Let $a_i, b_i >0$ for all $n$ and $0 \le \lambda \le 1$
Is the following result true for all $n$?
$$ \sum^n_{i=0} a^\lambda_i b^{1-\lambda}_i \le \left( \sum^n_{i=0} a_i \right) ^\lambda \left( \sum^n_{i=0} b_i\right) ^{1-\lambda} $$
This is trivial for $n=1$, but I am getting stuck on the inductive step.
On
Step 1: It is easy (e.g., by taking the derivative) to show that $x^\lambda \le \lambda x + 1 - \lambda \ \forall x > 0$.

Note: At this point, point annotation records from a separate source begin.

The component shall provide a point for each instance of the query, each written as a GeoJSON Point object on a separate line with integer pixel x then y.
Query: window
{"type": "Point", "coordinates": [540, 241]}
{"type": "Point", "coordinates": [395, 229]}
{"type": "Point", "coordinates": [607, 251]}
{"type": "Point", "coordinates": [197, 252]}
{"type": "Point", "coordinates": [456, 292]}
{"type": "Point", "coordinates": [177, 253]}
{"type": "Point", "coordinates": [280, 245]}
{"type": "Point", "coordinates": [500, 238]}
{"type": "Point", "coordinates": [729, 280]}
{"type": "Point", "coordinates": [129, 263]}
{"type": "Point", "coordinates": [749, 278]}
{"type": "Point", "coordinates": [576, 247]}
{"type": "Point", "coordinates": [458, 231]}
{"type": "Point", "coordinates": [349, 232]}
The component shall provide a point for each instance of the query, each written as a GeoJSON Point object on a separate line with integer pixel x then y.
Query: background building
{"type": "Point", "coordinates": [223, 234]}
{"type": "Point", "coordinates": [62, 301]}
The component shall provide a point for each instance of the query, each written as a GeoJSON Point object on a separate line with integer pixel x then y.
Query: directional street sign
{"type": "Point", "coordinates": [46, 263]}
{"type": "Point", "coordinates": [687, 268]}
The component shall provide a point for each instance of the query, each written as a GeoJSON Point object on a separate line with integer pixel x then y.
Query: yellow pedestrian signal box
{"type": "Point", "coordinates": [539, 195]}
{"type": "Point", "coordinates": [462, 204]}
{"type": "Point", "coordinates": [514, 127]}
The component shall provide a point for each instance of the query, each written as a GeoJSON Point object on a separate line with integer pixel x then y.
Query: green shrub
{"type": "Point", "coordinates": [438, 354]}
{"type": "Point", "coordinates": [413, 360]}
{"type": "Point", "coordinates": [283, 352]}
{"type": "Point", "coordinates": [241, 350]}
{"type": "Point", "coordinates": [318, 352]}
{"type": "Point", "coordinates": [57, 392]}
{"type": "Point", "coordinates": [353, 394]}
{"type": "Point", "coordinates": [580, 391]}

Step 2: Replacing $x$ in Step 1 with $\frac{x}{y}$ we obtain $x^\lambda y^{1-\lambda} \le \lambda x + (1 - \lambda)y \quad \forall x,y > 0.$
Step 3: Let $A = \sum_i a_i, B = \sum_i b_i$. Applying the inequality in Step 2 for each $i$ with $x = \frac{a_i}{A},y = \frac{b_i}{B}$. Summing up the resulting $n+1$ inequalities we obtain the result.
Straightforward from Hölder’s inequality in Euclidean spaces:
$$\|a\cdot b\|_1 \leq \|a\|_p \|b\|_q$$ for any $p,q\in (1,\infty) : 1/p+1/q=1 $, and for any $a,b \in \mathbb{R}^n$.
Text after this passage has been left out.